Smart’s first SUV will be all-electric and it will arrive in 2022
by Ciprian Florea, on LISTEN 03:04Smart, the Daimler AG subsidiary known for the tiny Fortwo and Forfour models, is working on its first-ever crossover. There’s no specific timeline as to when it will be unveiled and released to dealerships, but we do know that it will be an all-electric vehicle. Confirmed by Daniel Lescow, the brand’s vice president of global sales, on LinkedIn, the upcoming crossover was described as the new alpha in the urban jungle.
While the Fortwo and Forfour models were developed on underpinnings borrowed from Renault, the upcoming SUV will be built on a platform designed by Chinese company Geely. Why Geely? Well, the Chinese giant purchased a 50-percent stake in the German brand back in March 2019, following an agreement with Daimler to move production to China. Geely will start production of next-generation Smart cars in its home country in 2022, a plan that includes the new all-electric SUV.
The compact crossover will ride on Geely’s recently developed SAE scalable platform. It’s currently being used by a number of Lynk & Co vehicles and Volvo will also unveil a compact model built on these underpinnings. Geely will develop the new Smart with help from Mercedes-Benz and it seems that the mini SUV will be aimed primarily at the Chinese market, where EVs and crossovers are becoming increasingly popular. The crossover will be sold in Europe too, but it might not cross the pond to the United States.
Details about this new Smart vehicle are unavailable, but Lescow says it will be "exceptional" and "instantly recognizable as smart, ultra-modern, and sophisticated."
"Most importantly, it will possess the ’smartest’ of all characteristics – super-compact on the outside and big on the inside," he added.
The Smart crossover will be the company’s first new vehicle in almost 10 years
When it will arrive in 2022, the crossover will be the brand’s first brand-new vehicle since 2014. That’s when Smart introduced the latest-generation Fortwo and Forfour. In 2017, Smart unveiled all-electric variants of the two, called Electric Drive.

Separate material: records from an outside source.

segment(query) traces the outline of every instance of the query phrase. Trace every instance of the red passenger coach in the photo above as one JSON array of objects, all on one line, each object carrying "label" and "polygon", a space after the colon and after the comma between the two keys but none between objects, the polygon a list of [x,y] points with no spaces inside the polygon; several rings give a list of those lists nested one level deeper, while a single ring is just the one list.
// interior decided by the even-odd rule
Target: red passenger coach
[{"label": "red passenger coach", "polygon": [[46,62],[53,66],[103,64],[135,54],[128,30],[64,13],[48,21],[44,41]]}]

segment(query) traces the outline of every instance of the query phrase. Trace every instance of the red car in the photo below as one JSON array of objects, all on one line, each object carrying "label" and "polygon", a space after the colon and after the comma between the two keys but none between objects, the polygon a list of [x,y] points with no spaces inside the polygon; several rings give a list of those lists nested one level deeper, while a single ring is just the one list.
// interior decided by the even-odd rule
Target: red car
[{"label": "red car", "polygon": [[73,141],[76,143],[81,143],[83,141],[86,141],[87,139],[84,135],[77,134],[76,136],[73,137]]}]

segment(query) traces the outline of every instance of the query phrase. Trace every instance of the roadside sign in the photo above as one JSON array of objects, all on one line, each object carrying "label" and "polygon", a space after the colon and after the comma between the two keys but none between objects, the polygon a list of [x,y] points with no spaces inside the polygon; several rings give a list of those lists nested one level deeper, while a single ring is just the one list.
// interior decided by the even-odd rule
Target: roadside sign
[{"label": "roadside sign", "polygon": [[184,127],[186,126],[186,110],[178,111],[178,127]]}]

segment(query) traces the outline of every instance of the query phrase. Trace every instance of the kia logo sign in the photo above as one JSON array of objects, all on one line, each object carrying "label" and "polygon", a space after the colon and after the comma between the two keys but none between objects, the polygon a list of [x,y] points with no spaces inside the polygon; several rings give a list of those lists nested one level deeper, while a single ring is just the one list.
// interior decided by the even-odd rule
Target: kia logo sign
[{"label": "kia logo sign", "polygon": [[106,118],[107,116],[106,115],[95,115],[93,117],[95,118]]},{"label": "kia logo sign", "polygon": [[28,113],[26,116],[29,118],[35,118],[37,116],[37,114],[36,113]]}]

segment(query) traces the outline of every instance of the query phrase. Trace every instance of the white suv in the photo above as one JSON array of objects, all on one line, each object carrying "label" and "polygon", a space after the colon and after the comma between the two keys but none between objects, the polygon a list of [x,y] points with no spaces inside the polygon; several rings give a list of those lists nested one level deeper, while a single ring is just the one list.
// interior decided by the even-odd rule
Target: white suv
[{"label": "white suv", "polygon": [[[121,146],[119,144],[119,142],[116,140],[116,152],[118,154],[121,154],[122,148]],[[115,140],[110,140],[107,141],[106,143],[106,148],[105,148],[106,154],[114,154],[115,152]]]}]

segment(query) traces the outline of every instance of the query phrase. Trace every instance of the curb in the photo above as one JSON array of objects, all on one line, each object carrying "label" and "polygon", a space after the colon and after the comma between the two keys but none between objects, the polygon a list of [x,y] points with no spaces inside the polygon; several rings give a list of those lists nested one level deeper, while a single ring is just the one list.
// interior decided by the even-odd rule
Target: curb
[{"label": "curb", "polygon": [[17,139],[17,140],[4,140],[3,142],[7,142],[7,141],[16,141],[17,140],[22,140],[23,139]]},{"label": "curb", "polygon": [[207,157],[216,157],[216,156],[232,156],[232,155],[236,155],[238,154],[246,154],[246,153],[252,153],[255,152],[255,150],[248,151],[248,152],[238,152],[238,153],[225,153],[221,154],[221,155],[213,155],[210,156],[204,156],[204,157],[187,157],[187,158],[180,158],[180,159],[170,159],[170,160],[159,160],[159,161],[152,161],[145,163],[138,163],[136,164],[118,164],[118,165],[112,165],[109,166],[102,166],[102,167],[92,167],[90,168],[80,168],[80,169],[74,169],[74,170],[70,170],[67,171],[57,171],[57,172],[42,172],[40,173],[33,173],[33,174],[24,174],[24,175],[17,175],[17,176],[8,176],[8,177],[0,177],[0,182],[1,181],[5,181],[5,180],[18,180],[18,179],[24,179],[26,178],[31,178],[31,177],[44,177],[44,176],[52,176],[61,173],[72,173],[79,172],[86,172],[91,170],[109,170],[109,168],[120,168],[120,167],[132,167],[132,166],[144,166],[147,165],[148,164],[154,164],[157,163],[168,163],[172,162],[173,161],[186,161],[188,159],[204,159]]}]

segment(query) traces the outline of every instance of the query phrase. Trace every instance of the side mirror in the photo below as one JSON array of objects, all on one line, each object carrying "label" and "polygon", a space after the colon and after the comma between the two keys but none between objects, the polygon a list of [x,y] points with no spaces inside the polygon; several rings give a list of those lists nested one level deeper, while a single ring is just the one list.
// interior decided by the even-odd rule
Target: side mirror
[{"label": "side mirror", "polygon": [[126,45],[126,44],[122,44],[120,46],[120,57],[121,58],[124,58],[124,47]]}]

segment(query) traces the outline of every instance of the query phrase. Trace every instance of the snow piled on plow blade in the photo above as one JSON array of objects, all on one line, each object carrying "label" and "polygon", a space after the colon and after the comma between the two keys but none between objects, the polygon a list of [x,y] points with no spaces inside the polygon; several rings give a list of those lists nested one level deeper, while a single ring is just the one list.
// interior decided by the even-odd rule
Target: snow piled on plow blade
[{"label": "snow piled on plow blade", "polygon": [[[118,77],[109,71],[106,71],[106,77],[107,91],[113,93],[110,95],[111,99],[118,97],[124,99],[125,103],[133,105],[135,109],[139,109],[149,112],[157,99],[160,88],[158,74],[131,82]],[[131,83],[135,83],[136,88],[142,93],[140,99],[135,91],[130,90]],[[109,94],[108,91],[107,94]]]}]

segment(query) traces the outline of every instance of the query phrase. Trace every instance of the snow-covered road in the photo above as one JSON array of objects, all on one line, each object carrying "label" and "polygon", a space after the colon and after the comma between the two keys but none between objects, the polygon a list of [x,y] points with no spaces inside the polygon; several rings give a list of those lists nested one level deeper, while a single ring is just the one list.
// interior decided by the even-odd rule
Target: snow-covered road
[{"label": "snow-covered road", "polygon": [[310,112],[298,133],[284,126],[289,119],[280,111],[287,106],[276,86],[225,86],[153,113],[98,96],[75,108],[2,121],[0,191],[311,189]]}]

The crossover will also be the company’s fourth nameplate since Smart joined the auto industry back in 1994. Besides the already familiar Fortwo and Forfour, Smart also offered the Roadster, a two-seater sports car, from 2003 to 2005.
The upcoming electric crossover isn’t the company’s first attempt at the SUV market. Back in the early 2000s, the German brand designed an SUV based on the same platform as the Mercedes-Benz C-Class. It was supposed to share features and technology with the GLK, the GLC’s predecessor, including V-6 engines. Initial plans included an official unveiling at the 2005 Frankfurt Auto Show under the Formore name, but development was halted due to financial concerns. In 2009, a prototype of the Formore was found in a Mercedes-Benz storage facility in Germany.